A string is a contiguous sequence of characters with a trailing NUL character to identify the end of string. A string uses double quote characters '"'.
Also, you introduce the C string constant expression syntax which uses blackslashes to indicate special characters. \n is one character in a string constant.
So for the examples 'n', "n", '\n', "\n":
'n' is one character
"n" is a string with one character, but it takes two characters of storage (one for the letter n and one for the NUL
'\n' is one character, the newline (ctrl-J on ASCII based systems)
"\n" is one character plus a NUL.
I leave the others to puzzle out based on those.
'n' - 0x6e
"n" - 0x6e00
'\n' - 0x0a
"\n" - 0x0a00
"\\n" - 0x5c6e00
"" - 0x00
Depends if using UTF8 a char is 1byte if UTF16 a char is 2bytes doesn't matter if the byte is 00000001 or 10000000 a full byte is registered and reserved for the character once declared for initialization and if the char changes this register is updated with the new value.
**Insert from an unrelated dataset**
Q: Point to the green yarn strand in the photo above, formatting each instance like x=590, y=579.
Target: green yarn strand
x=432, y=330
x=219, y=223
a strings bytes is equal to the number of char between "".
example: 11111111 is a filled byte,
UTF8 char T = 01010100 (1 byte)
UTF16 char T = 01010100 00000000 (2 bytes)
UTF8 string "coding" = 011000110110111101100100011010010110111001100111 (6 bytes)
UTF16 string "coding" = 011000110000000001101111000000000110010000000000011010010000000001101110000000000110011100000000 (12 bytes)
UTF8 \n = 0101110001101110 (2 bytes)
UTF16 \n = 01011100000000000110111000000000 (4 bytes)
Note: Every space and every character you type takes up 1-2 bytes in the compiler but there is so much space that unless you are typing code for a computer or game console from the early 90s with 4mb or less you shouldn't worry about bytes in regards to strings or char.
Things that are problematic to memory are calling things that require heavy computation with floats, decimals, or doubles and using math random in a loop or update methods. That would better be ran once at runtime or on a fixed time update and averaged over the time span.